When she mentioned this, my brain connected the dots. Eating one of those pickle slices had transported me back to my grandmother’s old house in Dandridge, Tennessee and back to my five-year-old self. I didn’t recall a specific instance in which I had eaten these pickles, but the taste brought back the warm feeling of standing inside the Dandridge house in springtime, the sight of wood paneling all along the walls, and the intrigue of exploring the home where my mother had grown up.

Though no other foods have ever evoked this depth of emotion, music is often able to do so. Aside from “Classical Child” cassette tapes and the sing- alongs found in episodes of “Barney & Friends,” much of my introduction to music came from my parents. Neither of them seemed to be ready to say goodbye to their own respective childhoods, and this was reflected in the music that wafted from through the house in which I grew up. Even during our family road trips made in the trusty, gold Subaru Forester, we kept a shoebox filled with CD’s from artists such as Elton John, Little River Band, Lobo and Bread in the floorboard.

One of my parent’s friends had burned a ‘70s mixtape for them that included songs such as “Afternoon Delight” by Starland Vocal Band, “You Are the Woman” by Firefall, and “Desparado” by the Eagles. This particular CD was played on repeat so many times that I had the entire lineup memorized. While most ’90s children played music from The Backstreet Boys on repeat, I, like my parents, was stuck in the ‘70s.

On the night of my very first sleepover, my friends and I had agreed to each bring our favorite CD to play before bed. I received many confused glances from fellow fourth-graders as I carried a ’70s mixtape from that very shoe- box into the sleepover. That night, instead of playing “You Are the Woman” by Firefall for the umpteenth time, I reluctantly listened as Gwen Stefani re-taught us how to spell the word bananas.
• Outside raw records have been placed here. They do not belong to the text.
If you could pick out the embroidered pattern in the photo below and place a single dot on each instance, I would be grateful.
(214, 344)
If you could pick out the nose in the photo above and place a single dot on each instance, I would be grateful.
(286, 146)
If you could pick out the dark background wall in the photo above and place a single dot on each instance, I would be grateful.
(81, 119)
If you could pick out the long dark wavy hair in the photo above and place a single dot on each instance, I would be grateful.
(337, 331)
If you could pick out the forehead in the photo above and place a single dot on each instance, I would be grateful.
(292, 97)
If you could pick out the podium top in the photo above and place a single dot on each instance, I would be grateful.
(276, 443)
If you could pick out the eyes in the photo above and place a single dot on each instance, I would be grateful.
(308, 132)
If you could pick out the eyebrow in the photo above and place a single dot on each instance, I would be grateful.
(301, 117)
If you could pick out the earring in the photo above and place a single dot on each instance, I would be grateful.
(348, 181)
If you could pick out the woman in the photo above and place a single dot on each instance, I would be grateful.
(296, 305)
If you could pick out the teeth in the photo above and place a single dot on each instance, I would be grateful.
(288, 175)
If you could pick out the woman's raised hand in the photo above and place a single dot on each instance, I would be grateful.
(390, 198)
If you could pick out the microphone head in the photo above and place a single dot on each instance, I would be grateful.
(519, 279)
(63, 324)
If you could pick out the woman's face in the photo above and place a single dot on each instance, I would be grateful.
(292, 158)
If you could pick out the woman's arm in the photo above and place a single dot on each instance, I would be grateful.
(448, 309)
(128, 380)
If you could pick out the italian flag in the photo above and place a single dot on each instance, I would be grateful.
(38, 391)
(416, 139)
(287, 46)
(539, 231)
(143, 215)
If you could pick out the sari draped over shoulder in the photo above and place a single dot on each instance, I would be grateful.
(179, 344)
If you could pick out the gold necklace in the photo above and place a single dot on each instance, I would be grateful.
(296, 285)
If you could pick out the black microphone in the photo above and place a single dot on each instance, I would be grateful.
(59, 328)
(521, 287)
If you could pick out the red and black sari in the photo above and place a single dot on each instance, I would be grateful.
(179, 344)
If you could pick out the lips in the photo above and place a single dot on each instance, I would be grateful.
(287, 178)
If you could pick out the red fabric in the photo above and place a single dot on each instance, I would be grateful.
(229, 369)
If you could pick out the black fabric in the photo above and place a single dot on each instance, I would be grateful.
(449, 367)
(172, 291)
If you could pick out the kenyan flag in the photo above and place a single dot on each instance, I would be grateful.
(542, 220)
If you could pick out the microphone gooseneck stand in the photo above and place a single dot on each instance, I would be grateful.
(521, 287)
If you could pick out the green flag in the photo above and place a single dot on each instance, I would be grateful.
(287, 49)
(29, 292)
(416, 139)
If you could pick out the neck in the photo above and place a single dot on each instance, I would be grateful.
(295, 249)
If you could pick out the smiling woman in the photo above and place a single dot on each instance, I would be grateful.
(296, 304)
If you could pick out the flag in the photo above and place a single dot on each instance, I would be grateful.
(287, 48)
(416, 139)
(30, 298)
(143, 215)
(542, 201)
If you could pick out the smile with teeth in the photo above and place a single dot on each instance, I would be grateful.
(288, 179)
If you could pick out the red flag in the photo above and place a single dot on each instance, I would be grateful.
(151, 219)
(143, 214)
My love for ‘classic music’ has followed me into adulthood, but any of the songs found on that mixtape instantly transport me back into the cramped backseat of the trusty Forester.

...... Ironically, I have now come to love the very aspect of myself that, for so long, was the subject of my embarrassment. Though I have yet to receive a formal diagnosis or undergo any invasive testing, the ever-credible Wikipedia has assured me that my condition affects around two percent of North Americans. I enjoy the imaginative challenge that is presented as I try to understand something’s scent by a blend of textures and tastes with which I am familiar. In my experience, seeing the roses planted in my mother’s flower beds, leaning my face towards the silky petals, and peering at the tiny details has proven to be better than smelling them.